Given even the lastest consoles have multiple cores it is way overdue for games to make use of them.  

I completely agree.

 

10 hours ago, darthgently said:

 A lot of KSP involves switching between craft, and then back again.  It would be great if the most recent flight scene were somehow kept alive on another core so that switching back would be nearly instantaneous, along with the Tracking Center being constantly alive on its own core.  Background Resource processing could also be running constantly.

Exactly. There's a pretty old Design Pattern called DocView, created by Microsoft for MS Word and it's a simplification of the MVC one.

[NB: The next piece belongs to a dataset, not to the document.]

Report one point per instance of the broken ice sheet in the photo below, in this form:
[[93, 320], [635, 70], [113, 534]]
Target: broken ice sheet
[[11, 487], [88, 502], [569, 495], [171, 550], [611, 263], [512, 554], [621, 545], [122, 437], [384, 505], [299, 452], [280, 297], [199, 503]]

The Office Team (the group where the real improvements happened in the past, as DDE, COM, DCOM, etc) realised that they don't need to have all the visual thingies tied to the code that handles the bits of the document, but yet the MCV was overkill for them. So they wrote two components, the Doc (where the Controller and the Models live) and the View responsible for the U.I. And then suddenly you can have multiple views working fine on the same Doc (one view for preview the print, other to edit, perhaps yet another one to edit another part of the same document - you got the drill).

Games should be doing something similar - assuming, of course, they are not doing it already - at least, the ones made with better 3D engines than Unity (that it's not exactly bad - it's just not good neither).

 

10 hours ago, darthgently said:

The limiting factor would likely be RAM

Give a peek on how the venerable PlayStation 2 works. The Emotion Engine is still respectable even nowadays.

You can do a lot with low memory footprints when you know what you are doing.

Edited by Lisias
Tyops, as usulla….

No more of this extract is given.